Meet Gladia, a French artificial intelligence (AI) startup that wants to revolutionize how companies deal with audio data. The company has developed a new audio transcription application programming interface (API) that is more reliable and efficient than existing options. Gladia’s technology foundation unlocks new use cases around audio, and it promises an hour of audio transcription for just $0.61, with the entire transcription process taking roughly 60 seconds.
According to Jean-Louis Quéguiner, the co-founder, and CEO of Gladia, there are three main pain points with existing transcription APIs. Firstly, price, transcribing an hour of audio usually costs between $1.50 to $2 an hour. Secondly, the output is not always very reliable, as some languages work well while others are barely supported. Lastly, existing transcription APIs are slow, taking more than 15 minutes to transcribe an hour of audio.
Gladia’s solution is based on OpenAI’s open-source transcription model, Whisper, which has been modified to work faster and more responsively. Gladia also has some pre-processing and post-processing algorithms that improve the end results. The Gladia API can detect when there are multiple speakers, add timestamps, detect languages and switch from one to another if needed. It can also automatically add punctuation and casing.
The Gladia transcription API is compatible with SRT and VTT files for companies that want to generate subtitles.
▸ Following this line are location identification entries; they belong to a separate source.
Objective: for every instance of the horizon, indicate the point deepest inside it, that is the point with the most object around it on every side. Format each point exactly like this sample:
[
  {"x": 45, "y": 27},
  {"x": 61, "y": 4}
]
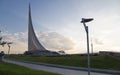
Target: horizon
[{"x": 57, "y": 24}]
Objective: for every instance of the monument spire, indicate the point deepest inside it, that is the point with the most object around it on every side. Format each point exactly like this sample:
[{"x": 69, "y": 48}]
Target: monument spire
[{"x": 33, "y": 42}]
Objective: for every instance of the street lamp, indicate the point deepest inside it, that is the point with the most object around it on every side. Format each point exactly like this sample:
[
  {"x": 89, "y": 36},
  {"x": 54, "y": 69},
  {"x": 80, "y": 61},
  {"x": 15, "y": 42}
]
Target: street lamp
[{"x": 87, "y": 34}]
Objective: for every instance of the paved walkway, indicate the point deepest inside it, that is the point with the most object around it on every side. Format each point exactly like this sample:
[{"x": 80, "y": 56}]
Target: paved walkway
[{"x": 61, "y": 71}]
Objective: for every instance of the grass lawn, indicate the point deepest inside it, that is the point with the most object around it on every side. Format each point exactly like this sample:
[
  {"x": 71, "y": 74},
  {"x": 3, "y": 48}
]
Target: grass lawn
[
  {"x": 12, "y": 69},
  {"x": 99, "y": 62}
]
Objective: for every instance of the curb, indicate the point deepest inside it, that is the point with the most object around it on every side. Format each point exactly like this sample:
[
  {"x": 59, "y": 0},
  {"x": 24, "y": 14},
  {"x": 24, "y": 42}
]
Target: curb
[{"x": 72, "y": 68}]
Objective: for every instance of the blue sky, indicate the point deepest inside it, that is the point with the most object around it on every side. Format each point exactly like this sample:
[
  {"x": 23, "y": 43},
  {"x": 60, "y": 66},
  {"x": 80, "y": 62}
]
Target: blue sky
[{"x": 62, "y": 17}]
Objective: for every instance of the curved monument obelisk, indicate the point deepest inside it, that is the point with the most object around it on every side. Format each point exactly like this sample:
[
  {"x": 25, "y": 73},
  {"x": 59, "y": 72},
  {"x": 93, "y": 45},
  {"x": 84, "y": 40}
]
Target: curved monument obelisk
[
  {"x": 33, "y": 42},
  {"x": 34, "y": 46}
]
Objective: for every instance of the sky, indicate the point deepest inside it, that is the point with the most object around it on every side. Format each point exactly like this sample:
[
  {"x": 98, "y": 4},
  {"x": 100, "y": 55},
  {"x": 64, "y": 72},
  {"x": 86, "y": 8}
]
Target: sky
[{"x": 57, "y": 24}]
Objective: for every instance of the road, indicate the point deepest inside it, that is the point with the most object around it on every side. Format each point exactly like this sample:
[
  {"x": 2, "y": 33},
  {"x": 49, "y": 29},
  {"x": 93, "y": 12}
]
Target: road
[{"x": 61, "y": 71}]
Combined with word-level timestamps after an audio file has been transcribed, Gladia can translate text into another language, allowing companies to upload an audio file and get subtitles in dozens of languages in just a few minutes.
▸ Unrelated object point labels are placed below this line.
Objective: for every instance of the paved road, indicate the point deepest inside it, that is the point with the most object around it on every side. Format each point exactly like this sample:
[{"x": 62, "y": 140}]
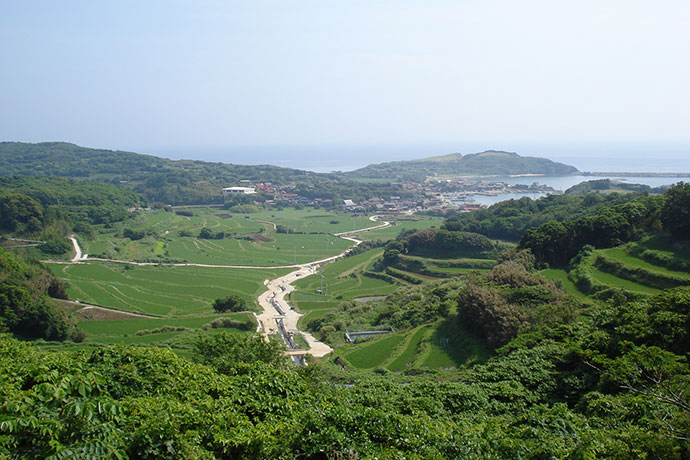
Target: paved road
[
  {"x": 272, "y": 301},
  {"x": 275, "y": 307}
]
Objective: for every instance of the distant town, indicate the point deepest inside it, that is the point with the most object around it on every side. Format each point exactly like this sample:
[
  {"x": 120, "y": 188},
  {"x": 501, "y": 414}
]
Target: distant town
[{"x": 432, "y": 195}]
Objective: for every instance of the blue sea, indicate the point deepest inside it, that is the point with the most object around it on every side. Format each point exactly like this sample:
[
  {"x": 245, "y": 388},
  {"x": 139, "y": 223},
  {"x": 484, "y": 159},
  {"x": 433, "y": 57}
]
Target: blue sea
[{"x": 329, "y": 158}]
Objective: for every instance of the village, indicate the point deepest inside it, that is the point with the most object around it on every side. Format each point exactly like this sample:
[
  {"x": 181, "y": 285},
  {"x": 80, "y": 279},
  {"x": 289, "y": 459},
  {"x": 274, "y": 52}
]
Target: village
[{"x": 430, "y": 196}]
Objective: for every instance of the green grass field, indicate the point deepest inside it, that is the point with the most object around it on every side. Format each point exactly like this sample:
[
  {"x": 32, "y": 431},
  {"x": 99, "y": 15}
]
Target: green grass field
[
  {"x": 160, "y": 290},
  {"x": 406, "y": 358},
  {"x": 665, "y": 245},
  {"x": 402, "y": 223},
  {"x": 375, "y": 353},
  {"x": 344, "y": 281},
  {"x": 445, "y": 345},
  {"x": 620, "y": 255},
  {"x": 312, "y": 242},
  {"x": 613, "y": 281},
  {"x": 556, "y": 274}
]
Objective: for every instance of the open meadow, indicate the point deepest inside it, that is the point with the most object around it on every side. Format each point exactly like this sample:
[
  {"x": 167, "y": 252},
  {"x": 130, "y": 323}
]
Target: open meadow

Gladia raised a $4 million seed round in a funding round led by New Wave, with support from Sequoia, Cocoa, and various business angels, including Solomon Hykes, Pierre Betouin, Miroslaw Klaba, and Alexandre Berriche. The company currently works with call center companies, virtual meeting services, and video publishers, including Claap, Livestorm, and Selectra.
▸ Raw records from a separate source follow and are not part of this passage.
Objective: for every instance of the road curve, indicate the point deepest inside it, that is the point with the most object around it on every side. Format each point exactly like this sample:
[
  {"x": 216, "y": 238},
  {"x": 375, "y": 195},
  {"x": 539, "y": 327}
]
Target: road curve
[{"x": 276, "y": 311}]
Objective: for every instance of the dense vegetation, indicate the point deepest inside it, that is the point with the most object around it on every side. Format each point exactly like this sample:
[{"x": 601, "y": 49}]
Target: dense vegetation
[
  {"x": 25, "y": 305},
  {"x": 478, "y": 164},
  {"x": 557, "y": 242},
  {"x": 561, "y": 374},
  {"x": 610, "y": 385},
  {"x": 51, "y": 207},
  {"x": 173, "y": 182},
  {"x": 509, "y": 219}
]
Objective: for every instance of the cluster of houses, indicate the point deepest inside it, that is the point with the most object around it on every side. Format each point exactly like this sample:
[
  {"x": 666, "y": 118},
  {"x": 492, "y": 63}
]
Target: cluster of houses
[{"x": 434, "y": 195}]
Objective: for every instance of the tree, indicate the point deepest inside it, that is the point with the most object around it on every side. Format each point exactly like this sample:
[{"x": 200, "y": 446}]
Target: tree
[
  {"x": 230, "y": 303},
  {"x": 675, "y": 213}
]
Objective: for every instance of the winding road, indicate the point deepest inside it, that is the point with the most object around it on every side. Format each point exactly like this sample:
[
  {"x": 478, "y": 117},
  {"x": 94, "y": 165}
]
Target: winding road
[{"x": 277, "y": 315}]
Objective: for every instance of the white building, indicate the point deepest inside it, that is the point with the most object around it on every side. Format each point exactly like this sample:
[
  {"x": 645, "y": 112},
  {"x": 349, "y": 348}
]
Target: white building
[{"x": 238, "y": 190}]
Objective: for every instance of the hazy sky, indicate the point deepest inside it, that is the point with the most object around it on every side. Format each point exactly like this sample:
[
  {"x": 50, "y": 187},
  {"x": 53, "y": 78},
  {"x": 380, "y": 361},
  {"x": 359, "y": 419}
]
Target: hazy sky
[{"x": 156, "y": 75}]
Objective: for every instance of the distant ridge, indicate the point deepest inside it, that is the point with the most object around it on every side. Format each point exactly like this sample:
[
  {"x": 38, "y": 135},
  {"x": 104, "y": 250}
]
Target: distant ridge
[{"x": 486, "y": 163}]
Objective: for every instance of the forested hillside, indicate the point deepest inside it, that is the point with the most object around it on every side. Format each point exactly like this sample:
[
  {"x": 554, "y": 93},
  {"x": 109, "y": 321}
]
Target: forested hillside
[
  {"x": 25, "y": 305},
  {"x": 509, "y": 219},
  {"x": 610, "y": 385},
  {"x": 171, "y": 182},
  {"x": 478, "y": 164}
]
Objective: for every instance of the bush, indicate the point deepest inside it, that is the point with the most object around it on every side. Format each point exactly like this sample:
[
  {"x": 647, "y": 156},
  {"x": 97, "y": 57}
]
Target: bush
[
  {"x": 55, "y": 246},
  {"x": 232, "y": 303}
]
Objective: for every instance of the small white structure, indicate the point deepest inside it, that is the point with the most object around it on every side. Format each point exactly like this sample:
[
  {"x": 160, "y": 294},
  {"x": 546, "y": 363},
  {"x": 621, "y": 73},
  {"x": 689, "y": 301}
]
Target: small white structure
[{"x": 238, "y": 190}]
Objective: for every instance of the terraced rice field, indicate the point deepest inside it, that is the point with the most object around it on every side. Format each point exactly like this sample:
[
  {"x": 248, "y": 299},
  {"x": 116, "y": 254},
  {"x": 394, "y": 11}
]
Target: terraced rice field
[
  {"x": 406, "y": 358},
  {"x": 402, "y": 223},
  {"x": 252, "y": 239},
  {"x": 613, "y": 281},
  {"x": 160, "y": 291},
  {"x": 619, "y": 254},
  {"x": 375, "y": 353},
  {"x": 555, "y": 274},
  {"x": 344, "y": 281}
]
Moving forward, the company aims to build features on top of its strong technical foundation. For instance, the company hopes to enable summarization of the content of an audio file, categorize content into multiple topic categories, create chapters automatically, conduct sentiment analysis, and much more.
Overall, Gladia is one of the best transcription APIs on the market, and its developers believe that transcription will become a commodity. The company’s long-term vision is to augment audio with intelligence, moving from 2D to 3D data.